First, based on the circumstances here, the Respondent registered and used the Disputed Domain Name in bad faith because the Respondent was attempting to attract, for commercial gain, Internet users to the Respondent's website by creating a likelihood of confusion with the Complainant's LEGO Mark as to the source, sponsorship, affiliation or endorsement of the Respondent's website. The Respondent's registration and use of the Disputed Domain Name indicate that such registration and use was done for the specific purpose of submitting a creative idea to the Complainant (presumably for some compensation). By so doing, the Respondent is trading on the name and reputation of the Complainant and its LEGO Mark. See Madonna Ciccone, p/k/a Madonna v. Dan Parisi and "Madonna.com", WIPO Case No.
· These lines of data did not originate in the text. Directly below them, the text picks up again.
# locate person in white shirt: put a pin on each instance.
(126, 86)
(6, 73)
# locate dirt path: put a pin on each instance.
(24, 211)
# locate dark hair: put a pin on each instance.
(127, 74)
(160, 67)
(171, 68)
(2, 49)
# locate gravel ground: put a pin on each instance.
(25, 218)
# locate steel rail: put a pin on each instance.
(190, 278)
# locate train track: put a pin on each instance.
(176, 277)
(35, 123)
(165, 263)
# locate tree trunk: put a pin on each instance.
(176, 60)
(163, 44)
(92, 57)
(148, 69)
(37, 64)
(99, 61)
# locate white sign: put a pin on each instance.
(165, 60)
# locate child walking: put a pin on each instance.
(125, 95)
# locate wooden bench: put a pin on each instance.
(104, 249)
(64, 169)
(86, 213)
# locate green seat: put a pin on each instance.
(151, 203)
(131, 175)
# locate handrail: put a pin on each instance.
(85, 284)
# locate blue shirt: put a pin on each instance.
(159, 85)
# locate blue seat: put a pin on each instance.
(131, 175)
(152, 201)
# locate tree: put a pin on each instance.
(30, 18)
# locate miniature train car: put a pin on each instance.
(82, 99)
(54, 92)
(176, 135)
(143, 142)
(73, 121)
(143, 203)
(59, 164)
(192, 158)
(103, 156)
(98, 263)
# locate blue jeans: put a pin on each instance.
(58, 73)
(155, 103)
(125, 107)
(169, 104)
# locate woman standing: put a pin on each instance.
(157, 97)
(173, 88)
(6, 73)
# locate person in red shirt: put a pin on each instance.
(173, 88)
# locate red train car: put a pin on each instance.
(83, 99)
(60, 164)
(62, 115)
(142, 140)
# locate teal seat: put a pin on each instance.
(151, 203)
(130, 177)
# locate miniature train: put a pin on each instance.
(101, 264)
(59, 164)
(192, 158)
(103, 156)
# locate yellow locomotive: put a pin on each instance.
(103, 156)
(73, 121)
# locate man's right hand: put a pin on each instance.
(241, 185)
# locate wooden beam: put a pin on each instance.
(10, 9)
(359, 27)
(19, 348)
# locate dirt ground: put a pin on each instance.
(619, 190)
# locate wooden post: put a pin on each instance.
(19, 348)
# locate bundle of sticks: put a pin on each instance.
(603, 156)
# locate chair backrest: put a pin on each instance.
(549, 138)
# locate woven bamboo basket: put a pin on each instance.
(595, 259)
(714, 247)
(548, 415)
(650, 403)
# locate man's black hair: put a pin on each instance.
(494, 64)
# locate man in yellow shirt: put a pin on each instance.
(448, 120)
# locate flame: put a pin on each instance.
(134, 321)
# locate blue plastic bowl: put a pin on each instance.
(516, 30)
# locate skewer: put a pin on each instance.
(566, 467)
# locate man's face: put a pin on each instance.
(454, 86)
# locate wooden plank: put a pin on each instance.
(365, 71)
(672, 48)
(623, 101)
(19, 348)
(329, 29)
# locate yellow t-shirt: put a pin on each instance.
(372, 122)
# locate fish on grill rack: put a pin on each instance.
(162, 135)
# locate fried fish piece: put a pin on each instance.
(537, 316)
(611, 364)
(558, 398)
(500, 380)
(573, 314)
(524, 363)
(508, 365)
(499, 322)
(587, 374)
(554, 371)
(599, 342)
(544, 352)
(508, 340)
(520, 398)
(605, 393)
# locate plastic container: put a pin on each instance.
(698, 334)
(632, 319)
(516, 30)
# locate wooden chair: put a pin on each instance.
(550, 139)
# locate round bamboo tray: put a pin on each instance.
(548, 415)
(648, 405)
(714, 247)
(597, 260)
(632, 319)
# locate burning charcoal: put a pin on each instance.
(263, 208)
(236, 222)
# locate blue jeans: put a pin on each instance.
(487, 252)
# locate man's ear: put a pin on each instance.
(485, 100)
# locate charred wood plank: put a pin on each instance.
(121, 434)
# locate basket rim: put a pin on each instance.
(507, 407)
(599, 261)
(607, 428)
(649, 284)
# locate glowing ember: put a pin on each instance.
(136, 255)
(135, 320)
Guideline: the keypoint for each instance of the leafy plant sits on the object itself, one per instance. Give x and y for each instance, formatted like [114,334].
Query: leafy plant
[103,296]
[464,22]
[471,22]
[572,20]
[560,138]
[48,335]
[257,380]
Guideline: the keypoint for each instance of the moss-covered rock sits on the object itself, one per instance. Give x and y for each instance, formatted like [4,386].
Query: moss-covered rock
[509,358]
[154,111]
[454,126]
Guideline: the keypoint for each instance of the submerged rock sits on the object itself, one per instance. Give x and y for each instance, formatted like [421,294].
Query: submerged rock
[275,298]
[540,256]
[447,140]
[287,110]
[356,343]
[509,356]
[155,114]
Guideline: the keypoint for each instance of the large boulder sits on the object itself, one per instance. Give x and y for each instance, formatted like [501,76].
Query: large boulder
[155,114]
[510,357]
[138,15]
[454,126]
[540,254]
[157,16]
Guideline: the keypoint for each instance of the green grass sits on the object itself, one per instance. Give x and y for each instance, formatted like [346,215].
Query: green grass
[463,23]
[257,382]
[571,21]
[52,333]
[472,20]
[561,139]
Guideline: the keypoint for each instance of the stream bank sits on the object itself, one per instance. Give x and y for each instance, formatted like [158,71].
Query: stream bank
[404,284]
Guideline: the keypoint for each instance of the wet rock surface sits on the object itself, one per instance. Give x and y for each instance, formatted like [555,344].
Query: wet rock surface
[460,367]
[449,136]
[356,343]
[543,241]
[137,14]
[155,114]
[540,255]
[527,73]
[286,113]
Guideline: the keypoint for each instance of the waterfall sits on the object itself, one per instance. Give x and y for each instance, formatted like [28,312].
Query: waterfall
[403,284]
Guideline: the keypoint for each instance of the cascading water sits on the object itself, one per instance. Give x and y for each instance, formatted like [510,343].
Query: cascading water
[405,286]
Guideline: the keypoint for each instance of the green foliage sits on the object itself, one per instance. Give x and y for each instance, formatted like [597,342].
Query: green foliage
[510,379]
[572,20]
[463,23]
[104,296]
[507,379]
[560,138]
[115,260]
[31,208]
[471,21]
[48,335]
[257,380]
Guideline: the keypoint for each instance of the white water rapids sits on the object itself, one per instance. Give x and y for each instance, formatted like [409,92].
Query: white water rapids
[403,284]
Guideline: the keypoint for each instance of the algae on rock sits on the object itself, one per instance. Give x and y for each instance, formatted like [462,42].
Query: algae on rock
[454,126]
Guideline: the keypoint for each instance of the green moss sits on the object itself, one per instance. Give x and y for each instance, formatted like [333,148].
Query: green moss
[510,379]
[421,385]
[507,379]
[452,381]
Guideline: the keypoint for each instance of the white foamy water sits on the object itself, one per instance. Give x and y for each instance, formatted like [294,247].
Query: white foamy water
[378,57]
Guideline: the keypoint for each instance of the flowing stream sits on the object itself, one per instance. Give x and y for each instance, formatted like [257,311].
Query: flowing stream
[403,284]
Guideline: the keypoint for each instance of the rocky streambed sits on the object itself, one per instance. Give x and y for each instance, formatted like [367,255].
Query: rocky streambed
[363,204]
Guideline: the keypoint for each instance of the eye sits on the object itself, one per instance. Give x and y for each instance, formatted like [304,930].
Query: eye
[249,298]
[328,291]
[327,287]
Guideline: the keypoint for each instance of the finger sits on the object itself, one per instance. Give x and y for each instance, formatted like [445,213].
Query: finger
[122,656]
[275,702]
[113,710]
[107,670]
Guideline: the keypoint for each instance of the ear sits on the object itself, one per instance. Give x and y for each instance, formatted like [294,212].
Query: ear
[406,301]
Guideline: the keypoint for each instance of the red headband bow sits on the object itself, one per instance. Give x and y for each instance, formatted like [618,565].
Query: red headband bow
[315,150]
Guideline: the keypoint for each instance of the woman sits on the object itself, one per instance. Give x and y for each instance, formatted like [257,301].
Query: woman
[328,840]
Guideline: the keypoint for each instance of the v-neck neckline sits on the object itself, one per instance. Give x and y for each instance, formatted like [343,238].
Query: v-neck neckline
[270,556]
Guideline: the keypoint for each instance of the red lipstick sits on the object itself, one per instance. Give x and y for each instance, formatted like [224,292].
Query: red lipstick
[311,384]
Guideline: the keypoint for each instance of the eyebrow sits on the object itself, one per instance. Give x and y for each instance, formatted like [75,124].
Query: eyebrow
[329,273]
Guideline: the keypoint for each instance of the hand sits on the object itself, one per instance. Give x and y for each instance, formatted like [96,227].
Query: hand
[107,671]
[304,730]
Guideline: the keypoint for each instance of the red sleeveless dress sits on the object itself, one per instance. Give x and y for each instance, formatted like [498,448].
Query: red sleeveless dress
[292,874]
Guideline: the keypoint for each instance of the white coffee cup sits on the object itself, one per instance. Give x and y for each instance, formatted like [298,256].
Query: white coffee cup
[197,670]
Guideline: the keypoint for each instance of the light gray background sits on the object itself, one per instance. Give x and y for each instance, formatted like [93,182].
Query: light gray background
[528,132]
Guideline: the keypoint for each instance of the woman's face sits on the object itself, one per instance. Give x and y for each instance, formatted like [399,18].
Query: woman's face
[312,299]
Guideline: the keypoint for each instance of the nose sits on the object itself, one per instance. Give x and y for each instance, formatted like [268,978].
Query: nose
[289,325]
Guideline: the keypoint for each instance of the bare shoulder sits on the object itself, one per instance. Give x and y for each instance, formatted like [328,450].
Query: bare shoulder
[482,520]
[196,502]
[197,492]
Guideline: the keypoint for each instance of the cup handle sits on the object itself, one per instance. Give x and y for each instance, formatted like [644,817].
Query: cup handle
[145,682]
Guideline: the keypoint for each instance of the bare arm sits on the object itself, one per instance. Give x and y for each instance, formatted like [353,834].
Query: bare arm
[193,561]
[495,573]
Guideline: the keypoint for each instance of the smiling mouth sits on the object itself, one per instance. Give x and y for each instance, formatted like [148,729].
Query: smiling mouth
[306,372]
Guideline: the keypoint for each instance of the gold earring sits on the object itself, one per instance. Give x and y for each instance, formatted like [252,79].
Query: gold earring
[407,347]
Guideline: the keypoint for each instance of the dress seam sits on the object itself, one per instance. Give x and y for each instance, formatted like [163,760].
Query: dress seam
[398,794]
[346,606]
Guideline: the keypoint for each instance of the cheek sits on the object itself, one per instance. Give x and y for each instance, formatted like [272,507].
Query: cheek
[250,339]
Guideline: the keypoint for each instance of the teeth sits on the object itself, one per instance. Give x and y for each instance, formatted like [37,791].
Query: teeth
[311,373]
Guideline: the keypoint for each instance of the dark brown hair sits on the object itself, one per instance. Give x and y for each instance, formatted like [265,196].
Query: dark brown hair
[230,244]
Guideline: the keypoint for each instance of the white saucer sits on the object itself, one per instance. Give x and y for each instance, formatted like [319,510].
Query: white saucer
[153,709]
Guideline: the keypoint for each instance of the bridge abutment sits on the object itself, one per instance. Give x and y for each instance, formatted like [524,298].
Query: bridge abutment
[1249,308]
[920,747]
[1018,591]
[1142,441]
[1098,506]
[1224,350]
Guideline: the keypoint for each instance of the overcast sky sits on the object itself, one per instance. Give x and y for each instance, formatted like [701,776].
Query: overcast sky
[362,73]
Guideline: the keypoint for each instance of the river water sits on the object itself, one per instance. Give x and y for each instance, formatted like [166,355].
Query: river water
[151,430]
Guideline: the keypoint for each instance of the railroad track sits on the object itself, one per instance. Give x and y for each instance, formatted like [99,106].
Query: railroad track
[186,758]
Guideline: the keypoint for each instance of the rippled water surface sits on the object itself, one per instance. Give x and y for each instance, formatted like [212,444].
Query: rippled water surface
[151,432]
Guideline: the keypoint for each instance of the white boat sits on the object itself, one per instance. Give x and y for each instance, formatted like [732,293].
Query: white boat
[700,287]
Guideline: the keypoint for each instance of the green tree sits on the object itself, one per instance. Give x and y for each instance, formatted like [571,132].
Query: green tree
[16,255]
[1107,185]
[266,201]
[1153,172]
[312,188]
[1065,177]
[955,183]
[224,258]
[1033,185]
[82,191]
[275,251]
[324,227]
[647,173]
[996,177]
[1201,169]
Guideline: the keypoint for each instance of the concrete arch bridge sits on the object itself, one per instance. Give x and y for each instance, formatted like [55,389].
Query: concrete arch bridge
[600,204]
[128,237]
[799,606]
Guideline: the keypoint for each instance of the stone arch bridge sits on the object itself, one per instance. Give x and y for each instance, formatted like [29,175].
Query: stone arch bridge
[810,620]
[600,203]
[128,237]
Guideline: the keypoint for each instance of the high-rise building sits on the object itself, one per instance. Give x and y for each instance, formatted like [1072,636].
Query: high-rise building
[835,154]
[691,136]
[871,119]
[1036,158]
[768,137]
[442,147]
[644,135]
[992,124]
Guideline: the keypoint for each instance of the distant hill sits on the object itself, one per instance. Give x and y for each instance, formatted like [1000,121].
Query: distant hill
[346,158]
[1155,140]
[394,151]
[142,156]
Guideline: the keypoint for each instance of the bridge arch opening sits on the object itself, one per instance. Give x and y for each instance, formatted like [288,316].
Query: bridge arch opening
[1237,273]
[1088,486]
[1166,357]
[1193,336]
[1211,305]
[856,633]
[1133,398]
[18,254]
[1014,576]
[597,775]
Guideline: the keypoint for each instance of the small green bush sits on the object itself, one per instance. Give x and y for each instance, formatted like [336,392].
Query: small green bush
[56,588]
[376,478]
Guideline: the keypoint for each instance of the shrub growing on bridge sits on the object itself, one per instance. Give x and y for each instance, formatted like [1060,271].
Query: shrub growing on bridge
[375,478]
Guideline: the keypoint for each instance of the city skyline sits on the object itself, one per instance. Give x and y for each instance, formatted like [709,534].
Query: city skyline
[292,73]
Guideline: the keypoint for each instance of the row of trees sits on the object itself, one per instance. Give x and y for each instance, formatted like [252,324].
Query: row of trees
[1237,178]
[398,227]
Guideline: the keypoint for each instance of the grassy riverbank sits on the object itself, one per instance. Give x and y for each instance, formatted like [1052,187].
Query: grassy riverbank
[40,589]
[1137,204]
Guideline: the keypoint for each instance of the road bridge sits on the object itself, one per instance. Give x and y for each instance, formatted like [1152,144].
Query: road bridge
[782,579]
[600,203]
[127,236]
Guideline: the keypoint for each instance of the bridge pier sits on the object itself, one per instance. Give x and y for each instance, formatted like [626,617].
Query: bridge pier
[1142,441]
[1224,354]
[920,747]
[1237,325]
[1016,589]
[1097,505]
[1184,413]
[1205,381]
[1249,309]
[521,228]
D2000-0847 ("[t]he only plausible explanation for Respondent's actions appears to be an intentional effort to trade upon the fame of Complainant's name and mark for commercial gain" and "[t]hat purpose is a violation of the Policy, as well as U.S. Trademark Law").
Second, the Respondent's action of registering the Disputed Domain Name and using it to direct Internet traffic to his website evidences a clear intent to disrupt the Complainant's business, deceive customers and trade off the Complainant's goodwill by creating an unauthorized association between the Respondent and the Complainant's LEGO Mark. See Banco Bradesco S.A. v. Fernando Camacho Bohm, WIPO Case No. D2010-1552. This is particularly true since the Respondent informed the Complainant that he registered the Disputed Domain Name because he had an idea for the Complainant that he wanted to submit for consideration.
Third, the Respondent informed the Complainant that in exchange for the transfer of the Disputed Domain Name, the Respondent requested valuable consideration reflecting the goodwill of the Disputed Domain Name in addition to its out-of-pocket costs related to the maintenance of the Disputed Domain Name. Based on the foregoing, the Panel determines that the Respondent registered and is using the Disputed Domain Name in bad faith within the meaning of paragraph 4(b)(i) of the Policy.
Finally, by his own admission, the Respondent had knowledge of the Complainant and its LEGO Mark when he registered the Disputed Domain Name. In some circumstances, registration of a domain name with knowledge of the trademark owner's rights has been found to constitute bad faith under the Policy. See Yahoo! Inc. v. Yahoosexy.com, Yahoo-sexy.com, Yahoosexy.net, Yahousexy.com and Benjamin Benhamou, WIPO Case No. D2001-1188 ("Given the international renown of the YAHOO! trademark, the Panel finds that the Respondents must have known of the YAHOO! mark before they registered the domain names at stake"); Expedia, Inc. v. European Travel Network, WIPO Case No. D2000-0137 (finding bad faith where the respondent registered the domain name after the complainant established rights and publicity in the complainant's trademark).
Accordingly, the third element of paragraph 4(a) of the Policy has been met by the Complainant.
For the foregoing reasons, in accordance with paragraphs 4(i) of the Policy and 15 of the Rules, the Panel orders that the Disputed Domain Name, <redlegoyellowlego.com>, be transferred to the Complainant.